Meilleure nouvelle du millénaire
Dans une précédente chronique, j’ai tenté d’expliquer pourquoi un grand dessein me semblait pourtant possible après l’effondrement de l’idée révolutionnaire à gauche et du nationalisme à droite, en s’appuyant sur le souci des générations futures. Je suis convaincu que pour leurs enfants, c’est-à-dire pour l’humanité qui vient, les Français seraient prêts à faire des sacrifices afin de ne pas leur laisser un monde plus hostile que celui dans lequel nous avons eu la chance de vivre.
Il est temps de comprendre que ce n’est plus, comme au temps des guerres mondiales, la vie privée qui est soumise à la raison d’État, mais l’État qui doit désormais servir l’épanouissement des familles, ce qui n’est nullement un signe de déréliction mais au contraire la meilleure nouvelle du millénaire. C’est désormais le seul foyer de sens solide si nous voulons faire accepter les efforts indispensables pour enrayer le déclin dans lequel notre pays s’est maintenant engagé. Si j’avais le moindre pouvoir politique, c’est dans cet esprit, en les situant dans cet horizon de sens, que je m’attaquerais à trois chantiers urgents.
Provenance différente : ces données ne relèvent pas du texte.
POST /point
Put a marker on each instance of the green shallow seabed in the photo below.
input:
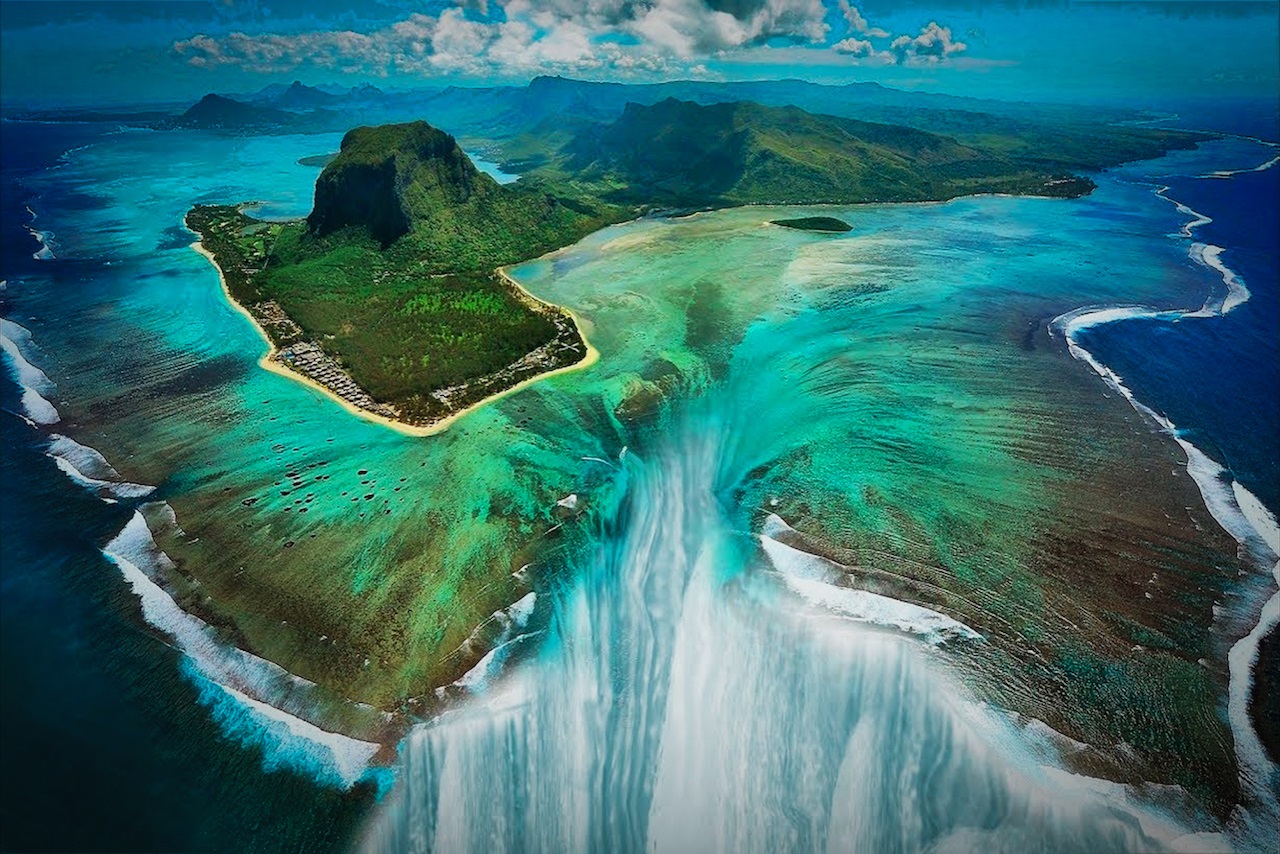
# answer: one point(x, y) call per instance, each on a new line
point(892, 393)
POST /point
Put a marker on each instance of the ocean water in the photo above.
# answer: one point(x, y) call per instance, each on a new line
point(897, 391)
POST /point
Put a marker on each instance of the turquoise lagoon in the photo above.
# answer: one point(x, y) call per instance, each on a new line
point(894, 398)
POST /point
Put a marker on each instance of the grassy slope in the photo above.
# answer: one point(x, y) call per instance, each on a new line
point(684, 154)
point(423, 310)
point(393, 272)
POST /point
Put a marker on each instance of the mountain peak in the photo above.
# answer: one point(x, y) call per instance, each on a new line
point(385, 178)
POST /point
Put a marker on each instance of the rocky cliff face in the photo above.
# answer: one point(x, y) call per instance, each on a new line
point(389, 177)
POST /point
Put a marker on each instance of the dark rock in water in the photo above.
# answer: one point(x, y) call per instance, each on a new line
point(816, 224)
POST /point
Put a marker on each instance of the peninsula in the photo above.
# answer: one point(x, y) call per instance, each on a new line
point(389, 295)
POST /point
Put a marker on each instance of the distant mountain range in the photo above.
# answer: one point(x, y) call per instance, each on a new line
point(685, 154)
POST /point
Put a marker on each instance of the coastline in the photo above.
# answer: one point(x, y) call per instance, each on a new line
point(1235, 510)
point(269, 362)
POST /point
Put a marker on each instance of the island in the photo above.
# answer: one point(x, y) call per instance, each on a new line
point(814, 224)
point(392, 295)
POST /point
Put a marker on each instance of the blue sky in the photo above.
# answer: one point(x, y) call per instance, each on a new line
point(72, 51)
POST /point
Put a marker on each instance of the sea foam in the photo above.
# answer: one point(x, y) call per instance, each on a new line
point(1238, 511)
point(91, 470)
point(16, 343)
point(266, 692)
point(814, 580)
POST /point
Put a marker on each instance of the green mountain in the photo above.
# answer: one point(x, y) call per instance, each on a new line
point(388, 291)
point(411, 186)
point(298, 96)
point(218, 113)
point(685, 154)
point(392, 275)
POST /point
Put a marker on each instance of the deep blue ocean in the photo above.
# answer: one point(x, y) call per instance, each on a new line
point(106, 747)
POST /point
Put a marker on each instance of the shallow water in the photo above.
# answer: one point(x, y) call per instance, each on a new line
point(892, 391)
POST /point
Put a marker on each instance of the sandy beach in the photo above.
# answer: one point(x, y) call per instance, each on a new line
point(268, 361)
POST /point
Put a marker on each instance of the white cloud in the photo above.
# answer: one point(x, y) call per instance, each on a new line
point(858, 22)
point(510, 39)
point(933, 45)
point(858, 48)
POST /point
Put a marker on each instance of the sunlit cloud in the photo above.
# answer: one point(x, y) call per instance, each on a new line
point(522, 37)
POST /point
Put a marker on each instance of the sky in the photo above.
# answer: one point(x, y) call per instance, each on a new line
point(1142, 51)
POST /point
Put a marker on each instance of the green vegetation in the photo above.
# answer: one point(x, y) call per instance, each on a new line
point(391, 281)
point(393, 273)
point(816, 224)
point(689, 155)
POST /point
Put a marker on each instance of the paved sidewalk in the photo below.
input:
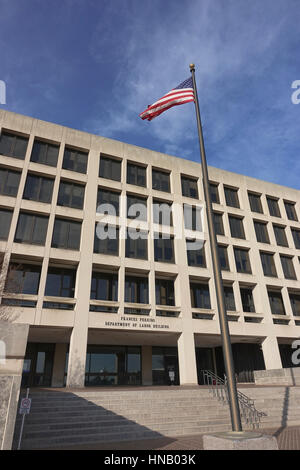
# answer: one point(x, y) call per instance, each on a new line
point(287, 438)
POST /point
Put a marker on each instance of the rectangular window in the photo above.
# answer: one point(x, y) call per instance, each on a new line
point(38, 188)
point(12, 145)
point(136, 207)
point(23, 279)
point(236, 227)
point(273, 207)
point(247, 299)
point(104, 286)
point(110, 168)
point(75, 160)
point(200, 295)
point(66, 234)
point(261, 232)
point(44, 153)
point(60, 282)
point(276, 303)
point(160, 180)
point(136, 244)
point(280, 235)
point(268, 265)
point(189, 187)
point(218, 222)
point(136, 174)
point(255, 202)
point(242, 260)
point(164, 249)
point(196, 256)
point(290, 210)
point(164, 292)
point(288, 267)
point(5, 220)
point(136, 289)
point(31, 229)
point(9, 182)
point(71, 195)
point(106, 240)
point(109, 198)
point(231, 196)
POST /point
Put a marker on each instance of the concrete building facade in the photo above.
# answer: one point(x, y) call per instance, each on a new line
point(121, 312)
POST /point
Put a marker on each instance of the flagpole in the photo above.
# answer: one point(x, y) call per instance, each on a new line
point(226, 344)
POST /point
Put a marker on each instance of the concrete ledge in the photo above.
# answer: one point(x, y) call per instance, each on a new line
point(239, 441)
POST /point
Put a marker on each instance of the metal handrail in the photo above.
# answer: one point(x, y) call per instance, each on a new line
point(249, 414)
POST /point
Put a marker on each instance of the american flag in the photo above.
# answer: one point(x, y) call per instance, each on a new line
point(183, 93)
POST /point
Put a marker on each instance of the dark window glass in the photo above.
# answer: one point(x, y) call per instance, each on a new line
point(247, 299)
point(164, 291)
point(75, 160)
point(273, 207)
point(31, 229)
point(5, 220)
point(223, 256)
point(267, 261)
point(164, 249)
point(38, 188)
point(214, 193)
point(161, 180)
point(60, 282)
point(255, 202)
point(71, 195)
point(23, 279)
point(66, 234)
point(196, 257)
point(45, 153)
point(200, 295)
point(189, 187)
point(13, 145)
point(296, 237)
point(106, 240)
point(9, 182)
point(108, 197)
point(236, 227)
point(134, 212)
point(110, 168)
point(288, 267)
point(280, 235)
point(242, 260)
point(231, 196)
point(229, 298)
point(218, 222)
point(276, 303)
point(290, 210)
point(261, 232)
point(136, 289)
point(136, 244)
point(136, 174)
point(104, 286)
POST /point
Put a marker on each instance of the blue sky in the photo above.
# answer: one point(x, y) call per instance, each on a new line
point(95, 65)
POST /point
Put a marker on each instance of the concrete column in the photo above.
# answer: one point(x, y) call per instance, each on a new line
point(147, 365)
point(187, 359)
point(271, 353)
point(59, 365)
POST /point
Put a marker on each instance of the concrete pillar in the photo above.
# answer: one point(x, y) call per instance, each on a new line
point(59, 365)
point(271, 353)
point(147, 365)
point(187, 359)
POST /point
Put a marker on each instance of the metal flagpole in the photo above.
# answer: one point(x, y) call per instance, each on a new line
point(227, 350)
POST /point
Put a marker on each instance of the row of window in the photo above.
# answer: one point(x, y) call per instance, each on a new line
point(104, 286)
point(110, 168)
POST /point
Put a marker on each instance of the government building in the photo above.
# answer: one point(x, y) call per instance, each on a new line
point(127, 310)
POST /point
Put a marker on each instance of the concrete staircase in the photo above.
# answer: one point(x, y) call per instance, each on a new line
point(65, 418)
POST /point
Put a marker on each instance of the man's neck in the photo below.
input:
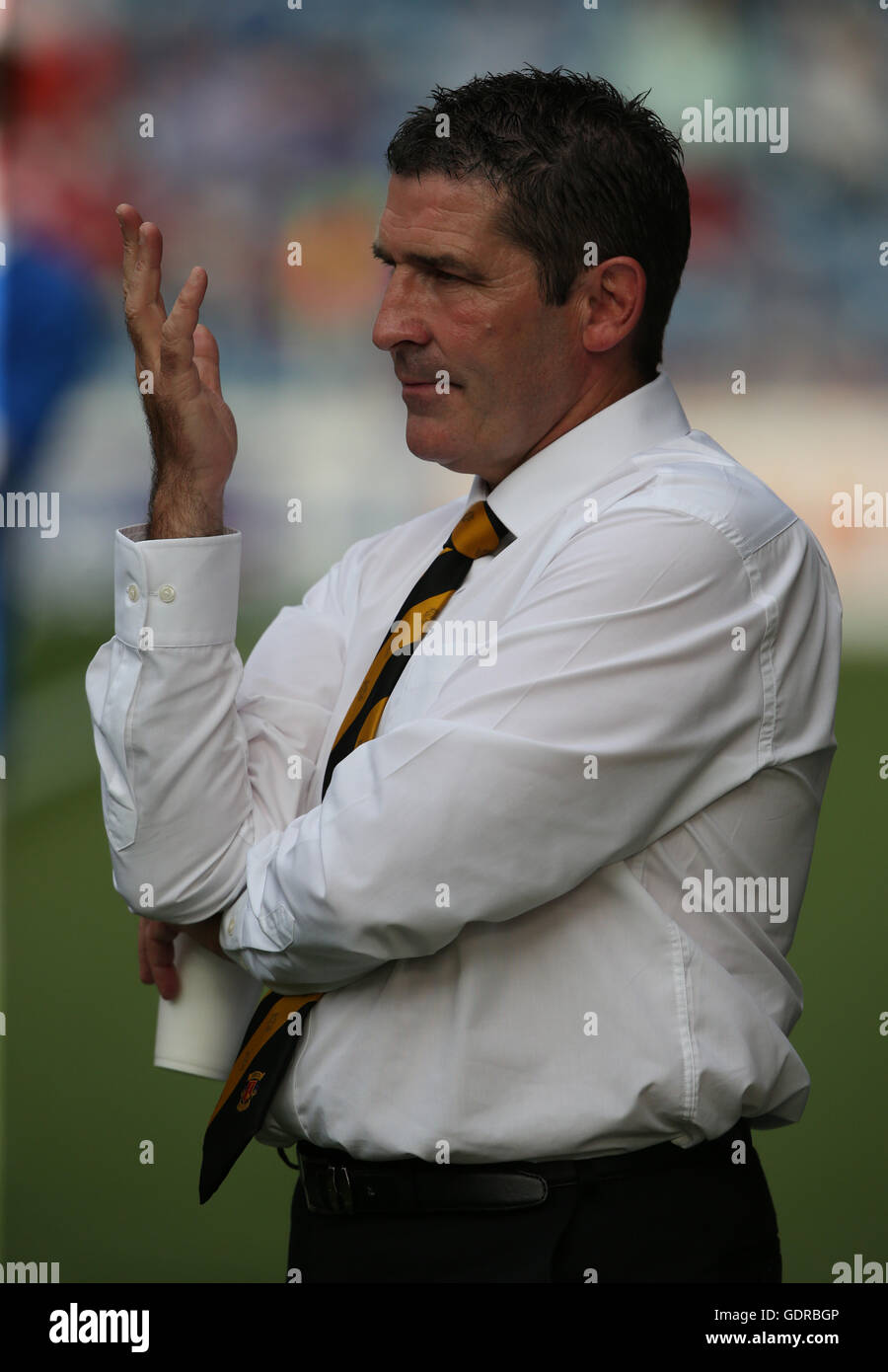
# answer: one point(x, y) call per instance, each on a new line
point(590, 402)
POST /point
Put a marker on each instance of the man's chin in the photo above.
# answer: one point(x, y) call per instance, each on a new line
point(435, 447)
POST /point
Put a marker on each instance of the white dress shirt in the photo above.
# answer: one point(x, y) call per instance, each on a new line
point(497, 892)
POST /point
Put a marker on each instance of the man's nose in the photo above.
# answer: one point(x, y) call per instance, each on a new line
point(400, 320)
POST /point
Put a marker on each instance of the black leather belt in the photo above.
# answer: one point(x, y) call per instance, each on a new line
point(336, 1182)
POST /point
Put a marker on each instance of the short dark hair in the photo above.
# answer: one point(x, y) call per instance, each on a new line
point(579, 162)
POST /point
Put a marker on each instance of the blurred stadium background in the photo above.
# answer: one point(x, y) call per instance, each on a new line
point(270, 125)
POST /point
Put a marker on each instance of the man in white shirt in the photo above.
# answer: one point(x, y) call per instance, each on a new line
point(550, 899)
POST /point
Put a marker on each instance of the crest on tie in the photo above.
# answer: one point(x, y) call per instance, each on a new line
point(250, 1090)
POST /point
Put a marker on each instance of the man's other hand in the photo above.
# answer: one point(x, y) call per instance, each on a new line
point(155, 956)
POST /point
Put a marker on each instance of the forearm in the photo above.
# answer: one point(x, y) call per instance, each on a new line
point(179, 507)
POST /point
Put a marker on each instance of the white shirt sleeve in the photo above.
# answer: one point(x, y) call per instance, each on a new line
point(200, 756)
point(620, 704)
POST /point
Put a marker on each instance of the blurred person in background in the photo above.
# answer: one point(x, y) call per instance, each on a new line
point(533, 897)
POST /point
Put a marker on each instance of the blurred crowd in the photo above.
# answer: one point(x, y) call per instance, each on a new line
point(270, 123)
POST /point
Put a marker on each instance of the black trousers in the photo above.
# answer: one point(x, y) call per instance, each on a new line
point(707, 1220)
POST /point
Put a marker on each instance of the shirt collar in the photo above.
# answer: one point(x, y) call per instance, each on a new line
point(576, 461)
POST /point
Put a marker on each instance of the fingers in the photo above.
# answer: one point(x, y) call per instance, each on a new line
point(178, 342)
point(207, 358)
point(144, 967)
point(160, 955)
point(143, 303)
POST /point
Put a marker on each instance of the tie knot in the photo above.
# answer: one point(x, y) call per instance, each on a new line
point(478, 533)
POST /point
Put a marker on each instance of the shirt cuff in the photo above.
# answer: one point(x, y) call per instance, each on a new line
point(232, 933)
point(176, 591)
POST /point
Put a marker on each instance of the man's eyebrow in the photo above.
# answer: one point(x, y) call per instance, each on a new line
point(437, 261)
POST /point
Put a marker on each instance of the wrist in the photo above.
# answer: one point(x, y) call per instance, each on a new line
point(183, 510)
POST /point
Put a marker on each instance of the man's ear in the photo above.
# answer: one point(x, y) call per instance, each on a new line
point(613, 298)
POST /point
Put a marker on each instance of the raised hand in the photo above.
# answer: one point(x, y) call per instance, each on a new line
point(193, 438)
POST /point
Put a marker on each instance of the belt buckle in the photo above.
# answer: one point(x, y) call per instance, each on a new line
point(337, 1188)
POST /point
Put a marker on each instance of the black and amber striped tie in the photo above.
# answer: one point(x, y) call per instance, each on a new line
point(267, 1043)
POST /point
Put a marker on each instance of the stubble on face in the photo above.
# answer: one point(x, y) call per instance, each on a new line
point(463, 301)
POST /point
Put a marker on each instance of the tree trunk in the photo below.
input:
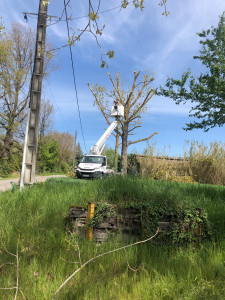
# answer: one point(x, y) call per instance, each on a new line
point(124, 149)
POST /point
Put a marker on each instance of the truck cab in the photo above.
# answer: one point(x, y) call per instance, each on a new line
point(92, 166)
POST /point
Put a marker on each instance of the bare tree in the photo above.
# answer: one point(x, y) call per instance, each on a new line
point(134, 100)
point(15, 67)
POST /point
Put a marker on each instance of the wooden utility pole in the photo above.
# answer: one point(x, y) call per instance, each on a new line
point(31, 139)
point(75, 150)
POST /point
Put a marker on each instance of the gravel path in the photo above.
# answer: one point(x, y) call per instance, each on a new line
point(5, 184)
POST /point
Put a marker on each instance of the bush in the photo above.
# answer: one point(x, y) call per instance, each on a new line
point(202, 164)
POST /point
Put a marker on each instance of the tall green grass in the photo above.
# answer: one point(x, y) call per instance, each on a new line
point(46, 250)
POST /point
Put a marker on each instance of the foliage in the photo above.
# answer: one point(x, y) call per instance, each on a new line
point(46, 252)
point(207, 91)
point(200, 163)
point(102, 211)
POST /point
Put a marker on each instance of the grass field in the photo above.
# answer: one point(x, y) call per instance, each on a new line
point(47, 252)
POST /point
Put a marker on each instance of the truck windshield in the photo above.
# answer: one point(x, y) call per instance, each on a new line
point(93, 159)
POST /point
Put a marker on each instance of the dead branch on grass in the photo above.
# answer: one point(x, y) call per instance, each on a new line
point(17, 268)
point(101, 255)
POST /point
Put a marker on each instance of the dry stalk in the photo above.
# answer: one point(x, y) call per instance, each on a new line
point(17, 268)
point(98, 256)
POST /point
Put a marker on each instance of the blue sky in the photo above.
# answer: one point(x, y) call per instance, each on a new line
point(142, 40)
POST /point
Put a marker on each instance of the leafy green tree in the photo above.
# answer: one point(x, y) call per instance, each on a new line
point(48, 159)
point(206, 92)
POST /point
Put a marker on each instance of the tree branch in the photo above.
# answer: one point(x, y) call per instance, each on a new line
point(101, 255)
point(142, 140)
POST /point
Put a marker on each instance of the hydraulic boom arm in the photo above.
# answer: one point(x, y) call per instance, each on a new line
point(99, 146)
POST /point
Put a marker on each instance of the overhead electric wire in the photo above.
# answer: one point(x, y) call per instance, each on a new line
point(77, 18)
point(74, 77)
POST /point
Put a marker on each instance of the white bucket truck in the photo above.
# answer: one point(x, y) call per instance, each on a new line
point(94, 165)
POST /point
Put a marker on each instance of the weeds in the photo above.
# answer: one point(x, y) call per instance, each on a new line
point(201, 164)
point(164, 272)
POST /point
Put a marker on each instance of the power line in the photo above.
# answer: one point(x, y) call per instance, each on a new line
point(74, 77)
point(75, 18)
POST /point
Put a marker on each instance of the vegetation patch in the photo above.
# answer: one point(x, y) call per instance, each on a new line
point(48, 254)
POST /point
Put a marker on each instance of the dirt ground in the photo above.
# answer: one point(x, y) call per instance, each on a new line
point(5, 184)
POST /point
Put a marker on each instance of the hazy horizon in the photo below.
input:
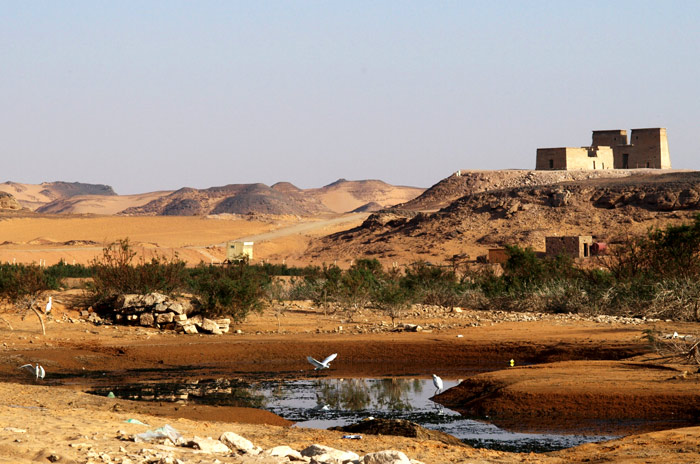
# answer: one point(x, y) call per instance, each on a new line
point(148, 96)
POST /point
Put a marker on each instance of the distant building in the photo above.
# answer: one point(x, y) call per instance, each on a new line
point(578, 246)
point(610, 149)
point(237, 250)
point(497, 255)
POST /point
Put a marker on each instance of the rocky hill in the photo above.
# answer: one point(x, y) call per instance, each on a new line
point(607, 208)
point(231, 199)
point(343, 195)
point(282, 198)
point(467, 182)
point(36, 196)
point(8, 202)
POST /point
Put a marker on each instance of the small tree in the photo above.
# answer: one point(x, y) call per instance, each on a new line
point(233, 290)
point(22, 284)
point(116, 274)
point(391, 298)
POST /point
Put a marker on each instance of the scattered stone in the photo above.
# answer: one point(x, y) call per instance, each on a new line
point(238, 443)
point(208, 445)
point(386, 457)
point(326, 454)
point(400, 428)
point(165, 318)
point(285, 452)
point(210, 326)
point(14, 430)
point(190, 329)
point(146, 319)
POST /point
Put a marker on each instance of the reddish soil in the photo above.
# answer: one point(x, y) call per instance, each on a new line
point(572, 391)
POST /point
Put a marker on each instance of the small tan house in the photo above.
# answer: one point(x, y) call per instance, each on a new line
point(237, 250)
point(578, 246)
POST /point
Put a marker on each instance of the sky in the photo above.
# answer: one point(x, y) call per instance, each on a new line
point(159, 95)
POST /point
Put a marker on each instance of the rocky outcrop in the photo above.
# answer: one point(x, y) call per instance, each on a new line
point(232, 199)
point(233, 445)
point(163, 312)
point(399, 427)
point(8, 202)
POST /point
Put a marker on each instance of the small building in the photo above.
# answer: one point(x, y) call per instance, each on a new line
point(237, 250)
point(611, 149)
point(497, 256)
point(578, 246)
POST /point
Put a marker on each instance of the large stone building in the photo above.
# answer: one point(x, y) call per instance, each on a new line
point(646, 148)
C’est d’abord, j’y reviens depuis des années, la question de la dette qui pourrait enfin trouver un sens concret alors qu’aujourd’hui elle n’intéresse à peu près personne. Il est grand temps de faire comprendre à nos concitoyens qu’il ne s’agit pas d’une misérable affaire comptable, mais que l’avenir de leurs enfants en dépend comme jamais !
Revenir aux fondamentaux
Je m’attacherais ensuite à repenser de fond en comble le rôle de l’Éducation nationale à l’heure des réseaux sociaux et de l’intelligence artificielle (IA), un monde radicalement inédit, impensable il y a vingt ans encore, un univers où nos enfants, pour trouver une place à leur mesure dans la société qui vient, devront être complémentaires et non victimes de l’IA et de la robotique. Il serait urgent, dans cette perspective, de revoir de A à Z les programmes d’instruction civique pour les adapter à l’heure des réseaux sociaux, des jumeaux numériques et des deepfakes. Par ailleurs, il est évident qu’il faut enfin revenir à un enseignement massif des fondamentaux au primaire en remettant en place les dédoublements de cours préparatoires que j’avais installés dès mon arrivée au ministère et que Jean-Michel Blanquer a eu l’excellente idée de remettre en service avant d’être lâché en rase campagne par son président à cause de son antiwokisme.
C’est enfin la question du pouvoir d’achat qu’il est temps d’affronter en proposant une grande réforme gaullienne sur l’intéressement et la participation, seuls moyens non seulement d’augmenter le pouvoir d’achat des salariés sans plomber les entreprises, mais, là encore, de donner du sens au travail en montrant que patrons et salariés sont dans le même bateau. Il y a bien entendu d’autres sujets - l’hôpital, la transition écologique, la lutte contre l’immigration illégale. Ils entrent eux aussi fort bien dans le cadre d’un grand dessein orienté vers le monde que nous, les adultes, nous prendrons la responsabilité de laisser à nos enfants. Il n’est pas question de les oublier, mais pour l’année qui vient, la seule qui soit assurée de ne pas connaître l’absurdité d’une nouvelle dissolution, les trois premières tâches s’imposent comme des urgences absolues.